Eternal, life-changing concepts

(1)    Faith is distinct from the Law.  In other words, the Law is something you do, faith is more of an attitude of heart and mind.  Calvin compares faith to “open hands.”  Believing means that we stretch out our arms and open our hands to receive all that God wants to give us.  In our achievement-oriented society, it is difficult to practice this; we, in our misguided efforts to be obedient believers want to “earn” the blessings of God by our deeds and actions, thus placing God in our debt.  But that is not how God operates.  He gives.  He does not barter.

(2)    Faith’s power rests, not in itself, but in the One in whom we place our faith.  One of the most famous questions in sports history was posed by ABC commentator Al Michaels at the end of the 1980 Olympic hockey series between the United States and the USSR in response to the American’s astonishing victory.  “Do you believe in miracles?” he asked rhetorically.  As is evidenced by books, magazines, TV shows, and so on, Americans do indeed believe in miracles, angels, and the supernatural in general.  However, the Bible never, ever discusses belief in those things, it speaks of a belief in God, the One responsible for the miracles.

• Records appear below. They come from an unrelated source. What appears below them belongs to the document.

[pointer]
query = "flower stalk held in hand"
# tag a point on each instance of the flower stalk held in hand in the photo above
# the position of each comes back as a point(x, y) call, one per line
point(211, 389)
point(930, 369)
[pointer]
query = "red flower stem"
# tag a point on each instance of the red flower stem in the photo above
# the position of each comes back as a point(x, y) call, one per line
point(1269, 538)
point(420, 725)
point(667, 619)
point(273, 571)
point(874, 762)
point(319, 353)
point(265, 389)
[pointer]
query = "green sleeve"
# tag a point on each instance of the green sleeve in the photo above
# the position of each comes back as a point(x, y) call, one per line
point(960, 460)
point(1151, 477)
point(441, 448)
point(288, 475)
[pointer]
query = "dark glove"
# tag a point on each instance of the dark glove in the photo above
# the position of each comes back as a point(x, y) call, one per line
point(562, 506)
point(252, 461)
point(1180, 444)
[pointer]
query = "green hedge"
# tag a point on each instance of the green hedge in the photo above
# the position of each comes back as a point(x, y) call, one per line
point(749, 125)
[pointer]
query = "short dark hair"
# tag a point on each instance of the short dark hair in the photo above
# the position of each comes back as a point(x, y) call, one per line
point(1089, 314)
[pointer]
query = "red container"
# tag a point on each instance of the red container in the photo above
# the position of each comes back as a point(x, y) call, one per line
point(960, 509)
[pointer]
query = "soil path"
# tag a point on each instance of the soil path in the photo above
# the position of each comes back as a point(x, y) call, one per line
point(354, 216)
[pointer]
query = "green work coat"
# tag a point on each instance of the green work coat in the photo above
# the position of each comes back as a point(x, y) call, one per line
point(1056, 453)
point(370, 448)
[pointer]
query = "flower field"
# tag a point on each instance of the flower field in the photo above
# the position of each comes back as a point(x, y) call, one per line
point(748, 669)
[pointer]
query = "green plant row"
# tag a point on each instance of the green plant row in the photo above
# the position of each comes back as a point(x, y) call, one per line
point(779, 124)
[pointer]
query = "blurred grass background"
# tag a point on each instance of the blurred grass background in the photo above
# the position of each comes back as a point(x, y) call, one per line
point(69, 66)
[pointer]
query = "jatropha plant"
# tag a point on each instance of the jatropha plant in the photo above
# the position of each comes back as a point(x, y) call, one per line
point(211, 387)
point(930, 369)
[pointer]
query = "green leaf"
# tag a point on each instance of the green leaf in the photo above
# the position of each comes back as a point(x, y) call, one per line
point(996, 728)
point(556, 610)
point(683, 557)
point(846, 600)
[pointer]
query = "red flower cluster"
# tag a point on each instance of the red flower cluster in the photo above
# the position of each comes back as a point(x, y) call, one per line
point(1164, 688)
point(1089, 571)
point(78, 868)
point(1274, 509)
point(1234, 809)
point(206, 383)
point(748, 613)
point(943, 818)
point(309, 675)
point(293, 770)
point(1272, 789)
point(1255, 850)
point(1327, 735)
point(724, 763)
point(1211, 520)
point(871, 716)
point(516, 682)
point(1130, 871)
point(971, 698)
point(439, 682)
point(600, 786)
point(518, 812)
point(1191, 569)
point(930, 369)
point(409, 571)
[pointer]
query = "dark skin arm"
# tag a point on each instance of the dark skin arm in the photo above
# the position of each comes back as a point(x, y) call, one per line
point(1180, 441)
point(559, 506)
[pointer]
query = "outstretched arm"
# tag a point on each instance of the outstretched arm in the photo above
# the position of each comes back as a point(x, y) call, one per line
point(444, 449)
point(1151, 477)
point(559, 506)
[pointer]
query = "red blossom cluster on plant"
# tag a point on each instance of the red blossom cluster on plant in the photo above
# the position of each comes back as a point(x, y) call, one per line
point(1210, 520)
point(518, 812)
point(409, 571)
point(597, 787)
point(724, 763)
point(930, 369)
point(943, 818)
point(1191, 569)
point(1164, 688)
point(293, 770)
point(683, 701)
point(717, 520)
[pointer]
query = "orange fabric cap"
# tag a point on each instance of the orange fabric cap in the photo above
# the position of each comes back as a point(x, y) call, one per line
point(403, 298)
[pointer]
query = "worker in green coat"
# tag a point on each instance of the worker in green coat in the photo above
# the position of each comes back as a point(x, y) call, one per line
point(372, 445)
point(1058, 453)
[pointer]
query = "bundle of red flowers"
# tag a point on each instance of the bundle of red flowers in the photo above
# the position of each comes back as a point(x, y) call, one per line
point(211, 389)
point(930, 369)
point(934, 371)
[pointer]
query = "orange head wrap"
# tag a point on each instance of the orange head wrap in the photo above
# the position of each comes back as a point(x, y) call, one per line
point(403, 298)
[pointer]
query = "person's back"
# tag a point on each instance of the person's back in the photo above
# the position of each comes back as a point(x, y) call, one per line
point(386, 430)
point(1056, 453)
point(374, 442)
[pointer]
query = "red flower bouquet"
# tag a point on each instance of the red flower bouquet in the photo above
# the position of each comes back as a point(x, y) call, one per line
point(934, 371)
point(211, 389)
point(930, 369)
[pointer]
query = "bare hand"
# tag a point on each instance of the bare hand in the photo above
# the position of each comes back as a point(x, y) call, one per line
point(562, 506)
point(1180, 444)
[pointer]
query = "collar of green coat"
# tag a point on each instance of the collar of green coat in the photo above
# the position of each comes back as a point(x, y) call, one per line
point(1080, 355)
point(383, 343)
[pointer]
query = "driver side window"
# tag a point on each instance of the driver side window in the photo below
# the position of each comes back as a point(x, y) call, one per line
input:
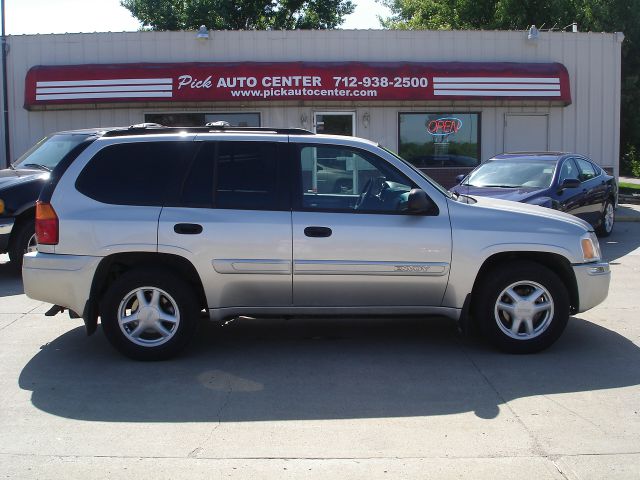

This was the kind of faith Abraham had.  This was the kind of faith that was credited to Him as righteousness.  Abraham believed in the One who could bring life a barren womb.  Abraham believed in the God in back of the promise.  But Abraham’s belief didn’t stop there.  Abraham had such strong belief in and faith in God, the he spoke of God’s promises as though they  had already been given.  The fact is, Abraham would not live to the majority of God’s promises come to fruition.

(3)    Faith is based on God’s Word, not on the evidence of what we see.  God’s Word was all Abraham had.  The key to living a Christian life that is full of hope and expectation is having faith in God that is consistent and never wavering.  The ultimate reality for the believer is not what they see and can experience in the physical realm, but rather what what they cannot see:  the spiritual realm.  That is why the Word of God must be ever before us.  As we remember the great promises in and as we meditate on it, it won’t be long before its spiritual realities become more real to us that the world around  us.